# PS4 Software Update 4.5



## LeadFarmer (Feb 23, 2011)

Some of the new features of the imminent update..


1) Now supports external hard drive but must be..

Between 250GB - 8TB
USB compatible
Connected to PS4 directly (not through a USB hub)
Will play games installed directly on the ext HD


2) Make your own custom wallpapers from in-game screen shots

3) Colour image theme

4) Quick Menu improvements when holding down the PS button

5) Enhanced Party features

6) Watch 3D Blu rays through PS VR (if you haven't got a 3D TV)


----------



## divitorobert (Mar 1, 2017)

nice Finally I'll be able to have more than 3 games installed at a time.﻿


----------



## Starbuck88 (Nov 12, 2013)

This update also gives PS4 Pro 'Boost Mode' whatever that's supposed to do.


----------



## John-R- (Feb 4, 2007)

Pah!
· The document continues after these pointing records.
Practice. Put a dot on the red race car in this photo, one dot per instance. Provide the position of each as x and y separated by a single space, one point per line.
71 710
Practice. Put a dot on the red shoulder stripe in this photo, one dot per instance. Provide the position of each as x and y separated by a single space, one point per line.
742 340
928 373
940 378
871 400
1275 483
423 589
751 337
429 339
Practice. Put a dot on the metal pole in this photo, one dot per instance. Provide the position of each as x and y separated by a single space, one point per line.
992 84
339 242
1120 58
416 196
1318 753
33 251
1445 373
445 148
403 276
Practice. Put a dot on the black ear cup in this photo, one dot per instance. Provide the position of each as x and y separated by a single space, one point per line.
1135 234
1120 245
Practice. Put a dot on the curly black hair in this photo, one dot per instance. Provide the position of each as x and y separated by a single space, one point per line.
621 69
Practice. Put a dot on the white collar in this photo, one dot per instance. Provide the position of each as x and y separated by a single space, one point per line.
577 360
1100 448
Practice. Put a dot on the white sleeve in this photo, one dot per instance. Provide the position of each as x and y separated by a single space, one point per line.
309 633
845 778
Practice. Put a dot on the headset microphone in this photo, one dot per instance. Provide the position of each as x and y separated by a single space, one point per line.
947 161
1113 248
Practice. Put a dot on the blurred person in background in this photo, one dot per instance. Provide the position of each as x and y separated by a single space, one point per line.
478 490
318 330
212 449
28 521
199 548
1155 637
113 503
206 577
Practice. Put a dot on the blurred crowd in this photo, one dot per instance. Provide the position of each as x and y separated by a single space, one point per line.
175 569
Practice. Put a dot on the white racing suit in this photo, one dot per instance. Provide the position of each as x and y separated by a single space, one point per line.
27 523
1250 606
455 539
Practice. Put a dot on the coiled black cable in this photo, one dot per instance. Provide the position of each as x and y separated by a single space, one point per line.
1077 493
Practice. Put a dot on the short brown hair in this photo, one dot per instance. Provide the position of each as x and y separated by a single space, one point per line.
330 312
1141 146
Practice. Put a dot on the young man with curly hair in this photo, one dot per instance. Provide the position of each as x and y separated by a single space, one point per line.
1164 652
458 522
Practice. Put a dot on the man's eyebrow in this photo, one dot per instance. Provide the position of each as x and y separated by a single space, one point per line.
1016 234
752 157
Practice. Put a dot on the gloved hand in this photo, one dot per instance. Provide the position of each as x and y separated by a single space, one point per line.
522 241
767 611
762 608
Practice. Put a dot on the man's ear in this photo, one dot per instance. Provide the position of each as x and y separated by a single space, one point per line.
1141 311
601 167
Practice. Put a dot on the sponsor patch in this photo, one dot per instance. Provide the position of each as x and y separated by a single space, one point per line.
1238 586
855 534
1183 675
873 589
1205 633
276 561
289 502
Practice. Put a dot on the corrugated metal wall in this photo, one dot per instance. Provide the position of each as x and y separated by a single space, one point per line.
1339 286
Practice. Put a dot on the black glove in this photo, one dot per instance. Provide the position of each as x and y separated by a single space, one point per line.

Typical just after I upgraded to a 2tb internal :wall:

John


----------



## tmitch45 (Jul 29, 2006)

LeadFarmer said:


> Some of the new features of the imminent update..
> 
> 1) Now supports external hard drive but must be..
> 
> ...


Thanks for the heads up as I missed this. It will be great to be able to use an external HD now!!


----------



## 182_Blue (Oct 25, 2005)

Typical i just put the big external hard drive on the Xbox LOL.


----------



## Jordi17 (Aug 30, 2012)

https://www.reddit.com/r/PSW/

some good wallpapers there!


----------